A oposição baiana começa a desenhar, com mais nitidez, o tabuleiro eleitoral de 2026. O vereador Cláudio Tinoco foi confirmado como **coordenador da campanha de ACM Neto, movimento que marca uma nova etapa de organização interna do grupo oposicionista e antecipa ajustes importantes na composição política que será apresentada ao eleitor.
A escolha de Tinoco não é casual.

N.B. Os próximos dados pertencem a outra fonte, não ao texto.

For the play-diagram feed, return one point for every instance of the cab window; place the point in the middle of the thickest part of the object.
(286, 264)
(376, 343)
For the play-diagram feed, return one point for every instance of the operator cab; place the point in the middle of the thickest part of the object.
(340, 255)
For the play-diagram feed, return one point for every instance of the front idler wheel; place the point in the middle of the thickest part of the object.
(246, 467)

Com trajetória consolidada na articulação política, trânsito entre lideranças partidárias e experiência em campanhas majoritárias, o vereador passa a ocupar uma posição estratégica na engrenagem eleitoral de Neto, atuando diretamente na coordenação de agendas, articulações regionais e no alinhamento do discurso político da oposição.
Organização antecipada e leitura de cenário
Nos bastidores, a avaliação é de que a nomeação de um coordenador de campanha neste momento indica que o grupo de Neto decidiu antecipar a estruturação do projeto, evitando improvisos e disputas internas às vésperas do calendário eleitoral. A estratégia busca criar unidade, reduzir ruídos e dar previsibilidade ao processo de construção da chapa.

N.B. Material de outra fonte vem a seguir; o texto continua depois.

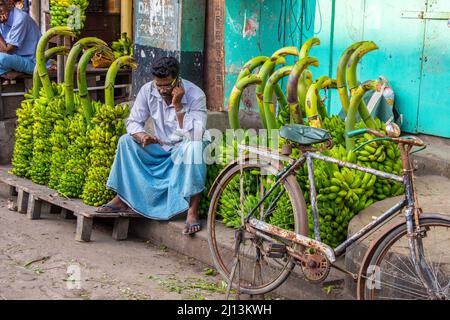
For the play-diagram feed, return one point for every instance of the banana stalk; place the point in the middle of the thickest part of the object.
(50, 53)
(340, 75)
(312, 112)
(111, 77)
(286, 51)
(40, 56)
(82, 80)
(306, 47)
(264, 73)
(251, 65)
(321, 83)
(355, 102)
(269, 108)
(235, 97)
(304, 83)
(353, 82)
(70, 68)
(292, 87)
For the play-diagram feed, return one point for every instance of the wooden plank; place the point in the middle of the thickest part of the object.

A movimentação ocorre em um contexto de desgaste progressivo do governo estadual, especialmente em áreas sensíveis como segurança pública, saúde e mobilidade urbana, temas que devem ocupar lugar central no discurso oposicionista nos próximos meses.
Possível abertura de espaço na Câmara Municipal
Outro ponto relevante apontado pela movimentação é o impacto institucional da nova função de Tinoco. Com a dedicação à coordenação da campanha, cresce a expectativa de que o vereador abra espaço para a convocação de um segundo suplente na Câmara Municipal de Salvador, rearranjo que também interessa ao grupo político mais amplo.
Essa possível mudança não é apenas administrativa. Ela integra uma estratégia de acomodação de lideranças, fortalecimento de alianças e ampliação do arco político que dará sustentação ao projeto de Neto em 2026.
Chapa ao Senado no radar
Embora ainda não haja definições públicas, o movimento também dialoga com a construção da chapa majoritária, especialmente no que diz respeito à disputa pelo Senado. A abertura de espaços e o reposicionamento interno indicam que a oposição trabalha com múltiplos cenários e busca evitar engessamentos precoces.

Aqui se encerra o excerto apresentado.